INSEAD celebrates women in business with events in Singapore

25 April 2018 Consultancy.asia

INSEAD, the business breeding ground and finishing school for the global consulting industry, has continued its year-long celebrations to mark the fiftieth anniversary of its first female MBA admissions with a series of events in Singapore.

In 1967, the internationally renowned business graduate school INSEAD accepted two ambitious young women into its MBA programme at Fontainebleau as one the first business schools anywhere in the world to do so, welcoming Solange Perret and Hélène Ploix to its class-rooms.

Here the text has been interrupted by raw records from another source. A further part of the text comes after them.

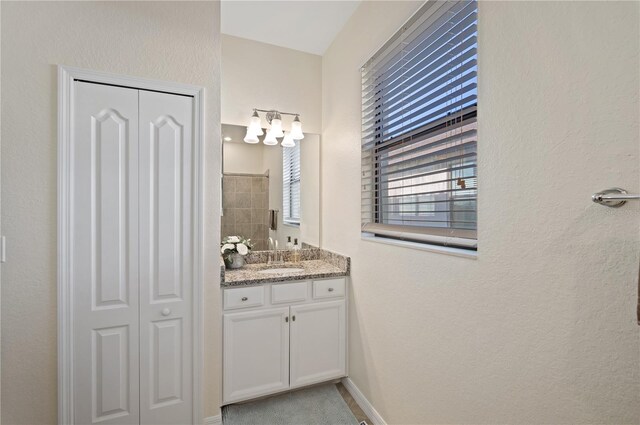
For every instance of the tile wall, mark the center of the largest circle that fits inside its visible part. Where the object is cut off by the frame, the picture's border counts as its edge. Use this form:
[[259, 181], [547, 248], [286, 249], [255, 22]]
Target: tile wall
[[245, 203]]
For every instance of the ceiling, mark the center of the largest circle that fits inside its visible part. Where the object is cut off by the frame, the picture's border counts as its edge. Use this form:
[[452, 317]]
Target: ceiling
[[309, 26]]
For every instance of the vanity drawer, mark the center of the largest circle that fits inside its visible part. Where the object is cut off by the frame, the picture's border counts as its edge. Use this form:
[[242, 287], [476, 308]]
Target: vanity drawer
[[329, 288], [289, 292], [252, 296]]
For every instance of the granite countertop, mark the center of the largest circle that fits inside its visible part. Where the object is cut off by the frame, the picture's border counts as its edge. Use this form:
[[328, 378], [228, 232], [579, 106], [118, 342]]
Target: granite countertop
[[316, 264]]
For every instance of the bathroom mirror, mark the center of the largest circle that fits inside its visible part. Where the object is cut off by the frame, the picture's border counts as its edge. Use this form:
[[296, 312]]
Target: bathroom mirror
[[256, 181]]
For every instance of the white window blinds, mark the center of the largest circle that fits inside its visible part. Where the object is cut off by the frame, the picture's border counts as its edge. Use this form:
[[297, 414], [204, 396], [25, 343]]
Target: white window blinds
[[419, 129], [291, 184]]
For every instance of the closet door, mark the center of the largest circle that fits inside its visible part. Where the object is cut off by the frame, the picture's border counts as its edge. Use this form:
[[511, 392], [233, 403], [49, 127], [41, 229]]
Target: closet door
[[166, 258], [104, 254]]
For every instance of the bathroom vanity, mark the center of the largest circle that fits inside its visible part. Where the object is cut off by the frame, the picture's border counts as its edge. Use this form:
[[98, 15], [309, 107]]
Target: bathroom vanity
[[284, 326]]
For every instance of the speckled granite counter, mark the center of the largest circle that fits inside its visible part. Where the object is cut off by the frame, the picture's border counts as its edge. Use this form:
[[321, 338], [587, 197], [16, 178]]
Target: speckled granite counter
[[316, 264]]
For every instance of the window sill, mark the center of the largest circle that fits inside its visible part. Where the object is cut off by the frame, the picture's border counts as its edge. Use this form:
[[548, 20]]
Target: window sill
[[457, 252]]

Graduating in the class of 68’, Perret and Ploix would go on to become successful leaders in the international business and finance realms, with Perret founding the management consultancy London Perret Roche Group and Ploix currently serving as the co-founding partner and Chairwoman of the Investment Committee of Pechel Industries. For Ploix, her career journey upon graduation began as a consultant for McKinsey & Company, fulfilling her earliest driving ambition.

Fast-forward 50 years and the landscape looks quite different. For starters, INSEAD has operated a campus in Singapore for nearly the past 20 years, again breaking with business school tradition to launch a second full-fledged Asian campus with a permanent faculty to join its original base in Europe. Further, the school’s graduate profile is now 30 percent female, with nearly the same number originating from Asia-Pacific.INSEAD celebrates women in business with events in SingaporeBut while many things have changed, others have remained the same. The MBA graduates of INSEAD still seek out the management consulting realm as their go-to employers, with 33% last year landing employment in the sector (and 30% of those within the Asia-Pacific region doing so in Singapore). McKinsey, also, still views the school as feeder of talent, leading the way as the principal employer of INSEAD graduates in 2017, ahead of Bain and BCG.

A less flattering stasis in continuity is that women are still battling for gender equality within the business world, and of course beyond. The moral imperative for equality aside, the business case alone for greater gender diversity in leadership is compelling. A report from McKinsey earlier this year found that “Companies in the top quartile for gender diversity on executive teams were 21 percent more likely to outperform on profitability and 27 percent more likely to have superior value creation.”

Meanwhile, a recent BCG study on the largest economies of Southeast Asia found that just 10% of the CEO/board-level positions in Singapore were held by women. Amid such prevailing statistics, the INSEAD events held in the city this year to celebrate the 50-year milestone of its first female graduates – now totaling more than 7000 – take on a flavor of local importance beyond simple festivities, despite their good-natured spirit.

Kicking off the recent week of INSEAD Celebrates Women activities, with sponsorship from strategy firm Roland Berger, was the community event Walk in her Heels, an almost literal interpretation of one of the challenges women face on a daily basis wherein the participant men were invited to take a stroll in an large pair of high-heels. On a less playful but still encouraging note, was the ‘Changing the Status Quo: Gender Equality in Corporate Leadership’ discussion, featuring a panel of top female executives from some of the world’s most prominent companies, including PwC’s Banking and Capital Markets Leader, Karen Loon.